11:30 am–12:30 pm
Jones 303 5747 S. Ellis Ave.
Yiqiao Zhong
Department of Statistics
University of Wisconsin-Madison
Title: Compositionality in Large Language Models: Emergence, Generalization, and Geometry
Abstract: Large language models (LLMs) have demonstrated remarkable reasoning abilities through novel techniques such as in-context learning and chain-of-thought (CoT) reasoning. Empirically, key reasoning skills often emerge only at larger scales or after prolonged training. Yet the underlying mechanism of LLM reasoning---how compositional representations are formed and organized---remains poorly understood.
In this talk, I present recent progress toward uncovering emergent compositional structure through controlled synthetic experiments on small transformers and targeted intervention studies on modern LLMs. First, I show that learning a key compositional structure is essential for out-of-distribution generalization, and that this process undergoes sharp phase transitions during training. At a critical stage, an intermediate low-dimensional “bridge subspace” emerges, serving as a shared representation connecting multiple layers. Second, using arithmetic composition as a minimal testbed for CoT reasoning, I demonstrate that autoregressive training on reasoning traces exhibits distinct reasoning phases. In particular, causally faithful reasoning emerges only when training noise lies below a critical threshold.

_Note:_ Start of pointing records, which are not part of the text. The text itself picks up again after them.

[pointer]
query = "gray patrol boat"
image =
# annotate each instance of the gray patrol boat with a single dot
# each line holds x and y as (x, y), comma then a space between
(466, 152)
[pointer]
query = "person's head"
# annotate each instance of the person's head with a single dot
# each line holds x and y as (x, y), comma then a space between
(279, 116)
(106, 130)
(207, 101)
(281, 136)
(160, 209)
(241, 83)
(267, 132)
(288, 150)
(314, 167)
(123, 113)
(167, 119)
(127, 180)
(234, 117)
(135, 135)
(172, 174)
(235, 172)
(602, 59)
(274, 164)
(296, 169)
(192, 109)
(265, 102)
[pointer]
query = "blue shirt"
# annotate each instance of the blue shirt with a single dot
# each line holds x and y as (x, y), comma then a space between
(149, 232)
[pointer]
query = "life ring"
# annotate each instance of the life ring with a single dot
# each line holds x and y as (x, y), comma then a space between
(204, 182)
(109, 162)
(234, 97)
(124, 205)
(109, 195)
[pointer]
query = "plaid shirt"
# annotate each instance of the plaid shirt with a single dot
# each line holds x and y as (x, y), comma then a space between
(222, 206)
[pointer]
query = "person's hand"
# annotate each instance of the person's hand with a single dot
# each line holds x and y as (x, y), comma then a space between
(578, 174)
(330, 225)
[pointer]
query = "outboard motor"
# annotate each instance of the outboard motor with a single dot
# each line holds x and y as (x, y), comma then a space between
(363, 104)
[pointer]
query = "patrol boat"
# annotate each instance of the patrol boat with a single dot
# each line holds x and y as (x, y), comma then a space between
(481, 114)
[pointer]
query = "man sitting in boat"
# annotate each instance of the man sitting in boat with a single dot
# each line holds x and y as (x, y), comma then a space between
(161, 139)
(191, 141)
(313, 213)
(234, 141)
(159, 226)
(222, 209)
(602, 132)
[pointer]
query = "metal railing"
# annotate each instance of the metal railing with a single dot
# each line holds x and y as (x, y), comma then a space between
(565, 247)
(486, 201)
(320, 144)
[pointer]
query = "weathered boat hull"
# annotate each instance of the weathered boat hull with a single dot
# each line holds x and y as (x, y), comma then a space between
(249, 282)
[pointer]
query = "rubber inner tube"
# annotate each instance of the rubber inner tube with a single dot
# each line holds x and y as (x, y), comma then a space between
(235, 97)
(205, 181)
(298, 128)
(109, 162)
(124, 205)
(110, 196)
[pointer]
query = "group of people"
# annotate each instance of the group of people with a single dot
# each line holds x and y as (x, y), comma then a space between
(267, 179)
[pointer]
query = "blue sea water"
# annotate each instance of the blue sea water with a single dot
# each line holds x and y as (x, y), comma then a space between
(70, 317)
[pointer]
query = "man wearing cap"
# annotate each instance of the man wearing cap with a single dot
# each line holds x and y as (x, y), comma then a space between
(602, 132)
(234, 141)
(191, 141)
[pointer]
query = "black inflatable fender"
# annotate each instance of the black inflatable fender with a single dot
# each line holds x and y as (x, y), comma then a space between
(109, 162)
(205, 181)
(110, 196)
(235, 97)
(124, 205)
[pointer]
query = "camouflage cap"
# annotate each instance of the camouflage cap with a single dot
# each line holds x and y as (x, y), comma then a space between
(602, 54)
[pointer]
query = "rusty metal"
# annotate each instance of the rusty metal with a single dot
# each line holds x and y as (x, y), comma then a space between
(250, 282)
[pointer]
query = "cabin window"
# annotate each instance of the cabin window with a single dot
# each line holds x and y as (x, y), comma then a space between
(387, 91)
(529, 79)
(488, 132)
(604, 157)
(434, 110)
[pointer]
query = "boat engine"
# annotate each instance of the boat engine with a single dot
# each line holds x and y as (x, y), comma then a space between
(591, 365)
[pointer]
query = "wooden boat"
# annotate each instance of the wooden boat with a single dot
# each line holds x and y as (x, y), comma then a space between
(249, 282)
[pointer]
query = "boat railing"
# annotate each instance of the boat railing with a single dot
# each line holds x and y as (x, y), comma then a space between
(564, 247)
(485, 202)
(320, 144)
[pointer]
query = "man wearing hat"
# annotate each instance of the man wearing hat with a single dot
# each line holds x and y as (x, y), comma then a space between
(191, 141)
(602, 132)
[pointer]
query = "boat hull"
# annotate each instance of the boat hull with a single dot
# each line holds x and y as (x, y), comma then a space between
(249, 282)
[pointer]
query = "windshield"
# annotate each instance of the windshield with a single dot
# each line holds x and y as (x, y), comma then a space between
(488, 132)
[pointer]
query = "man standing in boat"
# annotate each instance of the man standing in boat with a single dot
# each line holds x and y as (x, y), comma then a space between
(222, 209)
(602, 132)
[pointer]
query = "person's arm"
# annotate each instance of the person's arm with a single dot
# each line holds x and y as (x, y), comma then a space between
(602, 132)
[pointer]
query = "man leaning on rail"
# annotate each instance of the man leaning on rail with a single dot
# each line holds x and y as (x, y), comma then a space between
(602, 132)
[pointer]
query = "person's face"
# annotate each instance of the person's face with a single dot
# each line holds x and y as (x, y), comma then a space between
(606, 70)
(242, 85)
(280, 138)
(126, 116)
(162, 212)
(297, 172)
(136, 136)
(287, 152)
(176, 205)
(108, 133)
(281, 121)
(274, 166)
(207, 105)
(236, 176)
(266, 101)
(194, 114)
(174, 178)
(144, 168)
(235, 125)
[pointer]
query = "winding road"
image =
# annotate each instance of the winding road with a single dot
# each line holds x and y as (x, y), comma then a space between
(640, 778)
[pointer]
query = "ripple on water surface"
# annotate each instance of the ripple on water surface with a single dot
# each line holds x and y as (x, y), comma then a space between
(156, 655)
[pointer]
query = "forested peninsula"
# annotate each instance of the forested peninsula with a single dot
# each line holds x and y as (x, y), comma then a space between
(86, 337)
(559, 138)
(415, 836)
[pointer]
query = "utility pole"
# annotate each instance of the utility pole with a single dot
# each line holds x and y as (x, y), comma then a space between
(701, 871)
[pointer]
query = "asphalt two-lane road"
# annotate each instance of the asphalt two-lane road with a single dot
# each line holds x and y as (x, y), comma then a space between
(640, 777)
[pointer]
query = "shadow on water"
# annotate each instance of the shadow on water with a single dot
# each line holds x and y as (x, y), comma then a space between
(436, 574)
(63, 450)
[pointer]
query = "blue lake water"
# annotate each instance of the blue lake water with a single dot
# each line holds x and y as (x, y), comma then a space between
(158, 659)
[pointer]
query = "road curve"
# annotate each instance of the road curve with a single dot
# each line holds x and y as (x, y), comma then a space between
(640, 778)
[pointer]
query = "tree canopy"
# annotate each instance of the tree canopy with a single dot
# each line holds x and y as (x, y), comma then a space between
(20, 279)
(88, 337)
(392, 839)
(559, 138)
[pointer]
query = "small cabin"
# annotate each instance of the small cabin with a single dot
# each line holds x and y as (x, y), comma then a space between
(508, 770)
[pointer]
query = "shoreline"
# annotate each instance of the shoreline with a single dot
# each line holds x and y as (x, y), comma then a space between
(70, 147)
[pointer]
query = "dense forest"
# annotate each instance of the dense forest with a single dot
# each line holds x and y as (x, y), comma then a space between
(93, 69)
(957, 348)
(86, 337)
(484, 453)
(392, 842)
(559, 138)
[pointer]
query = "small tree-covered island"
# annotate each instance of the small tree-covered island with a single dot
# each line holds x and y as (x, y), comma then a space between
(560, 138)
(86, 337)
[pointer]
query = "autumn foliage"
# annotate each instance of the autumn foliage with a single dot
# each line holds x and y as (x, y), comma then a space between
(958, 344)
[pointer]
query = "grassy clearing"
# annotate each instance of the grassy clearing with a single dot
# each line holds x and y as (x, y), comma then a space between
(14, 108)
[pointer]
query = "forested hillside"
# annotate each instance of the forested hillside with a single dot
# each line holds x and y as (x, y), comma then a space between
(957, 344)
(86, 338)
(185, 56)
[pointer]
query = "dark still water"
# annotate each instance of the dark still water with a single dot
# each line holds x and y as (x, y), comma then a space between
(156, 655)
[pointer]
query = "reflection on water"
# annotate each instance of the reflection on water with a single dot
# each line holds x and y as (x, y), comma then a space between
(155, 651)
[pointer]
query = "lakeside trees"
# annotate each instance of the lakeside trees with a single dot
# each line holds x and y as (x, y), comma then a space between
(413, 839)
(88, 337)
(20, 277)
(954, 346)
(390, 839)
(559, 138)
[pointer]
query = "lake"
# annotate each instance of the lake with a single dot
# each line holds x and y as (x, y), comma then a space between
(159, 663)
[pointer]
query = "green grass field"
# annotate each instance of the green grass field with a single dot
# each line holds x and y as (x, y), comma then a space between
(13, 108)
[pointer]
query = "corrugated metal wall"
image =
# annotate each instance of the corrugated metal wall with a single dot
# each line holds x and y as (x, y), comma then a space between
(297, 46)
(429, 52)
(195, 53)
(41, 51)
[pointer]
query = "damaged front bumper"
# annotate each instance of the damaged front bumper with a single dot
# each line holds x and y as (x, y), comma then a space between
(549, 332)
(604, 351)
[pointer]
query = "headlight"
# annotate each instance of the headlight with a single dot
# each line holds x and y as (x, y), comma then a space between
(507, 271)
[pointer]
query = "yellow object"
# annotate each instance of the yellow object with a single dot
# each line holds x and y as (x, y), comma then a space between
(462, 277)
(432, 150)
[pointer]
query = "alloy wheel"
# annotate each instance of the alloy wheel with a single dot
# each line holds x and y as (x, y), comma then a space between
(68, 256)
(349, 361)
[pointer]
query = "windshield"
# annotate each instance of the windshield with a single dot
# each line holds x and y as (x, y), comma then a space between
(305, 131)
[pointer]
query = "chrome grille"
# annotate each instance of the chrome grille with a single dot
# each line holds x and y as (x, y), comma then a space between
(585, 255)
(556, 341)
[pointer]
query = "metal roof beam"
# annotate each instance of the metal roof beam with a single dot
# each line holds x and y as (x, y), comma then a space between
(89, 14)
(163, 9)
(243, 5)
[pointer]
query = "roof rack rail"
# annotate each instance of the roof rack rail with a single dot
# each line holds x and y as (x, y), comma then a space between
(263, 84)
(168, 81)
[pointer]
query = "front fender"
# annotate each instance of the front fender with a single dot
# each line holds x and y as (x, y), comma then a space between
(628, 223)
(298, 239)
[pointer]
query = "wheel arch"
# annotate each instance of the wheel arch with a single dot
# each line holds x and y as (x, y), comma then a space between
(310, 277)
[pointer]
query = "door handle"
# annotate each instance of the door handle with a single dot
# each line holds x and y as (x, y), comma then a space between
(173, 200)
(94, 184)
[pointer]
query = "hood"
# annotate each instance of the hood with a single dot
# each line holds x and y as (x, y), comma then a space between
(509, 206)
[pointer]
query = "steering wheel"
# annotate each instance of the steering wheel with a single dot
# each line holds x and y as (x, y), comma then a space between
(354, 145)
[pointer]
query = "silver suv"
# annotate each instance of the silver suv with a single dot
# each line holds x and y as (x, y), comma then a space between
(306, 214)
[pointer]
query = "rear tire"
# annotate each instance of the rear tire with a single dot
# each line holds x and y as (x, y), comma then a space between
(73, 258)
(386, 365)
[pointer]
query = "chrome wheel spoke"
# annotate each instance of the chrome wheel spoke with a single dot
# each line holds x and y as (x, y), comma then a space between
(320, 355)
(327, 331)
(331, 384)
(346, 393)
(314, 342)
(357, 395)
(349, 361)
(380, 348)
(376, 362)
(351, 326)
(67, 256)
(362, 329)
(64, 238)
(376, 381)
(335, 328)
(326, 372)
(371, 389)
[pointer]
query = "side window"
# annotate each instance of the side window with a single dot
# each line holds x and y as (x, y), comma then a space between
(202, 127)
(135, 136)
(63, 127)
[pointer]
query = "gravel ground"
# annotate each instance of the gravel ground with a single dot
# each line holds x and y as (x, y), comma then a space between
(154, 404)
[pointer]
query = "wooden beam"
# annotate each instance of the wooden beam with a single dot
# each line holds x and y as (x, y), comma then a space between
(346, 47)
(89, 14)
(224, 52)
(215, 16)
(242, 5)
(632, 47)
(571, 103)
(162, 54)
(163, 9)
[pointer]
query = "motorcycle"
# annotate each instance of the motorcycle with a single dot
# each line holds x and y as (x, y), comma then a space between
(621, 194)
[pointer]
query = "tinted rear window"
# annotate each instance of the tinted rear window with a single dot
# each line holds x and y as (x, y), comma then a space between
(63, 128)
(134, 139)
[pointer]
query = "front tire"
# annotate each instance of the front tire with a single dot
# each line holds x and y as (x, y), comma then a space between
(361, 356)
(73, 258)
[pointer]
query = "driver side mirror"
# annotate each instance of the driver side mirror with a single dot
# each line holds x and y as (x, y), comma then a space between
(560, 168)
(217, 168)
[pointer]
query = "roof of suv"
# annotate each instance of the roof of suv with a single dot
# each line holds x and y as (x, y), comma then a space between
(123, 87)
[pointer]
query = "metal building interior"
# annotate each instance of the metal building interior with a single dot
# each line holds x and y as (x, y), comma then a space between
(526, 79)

Together, these findings suggest that core statistical principles such as low-dimensional subspaces and causality may provide key foundations for advancing the interpretability and transparency of LLMs.
Bio: Yiqiao Zhong is currently an assistant professor at the University of Wisconsin-Madison, Department of Statistics. Yiqiao obtained his PhD from Princeton University, advised by Prof. Jianqing Fan, and was a postdoc at Stanford University, advised by Prof. Andrea Montanari and Prof. David Donoho. His research interests are the scientific foundations of large language models, including interpretability, visualization, and statistical theory.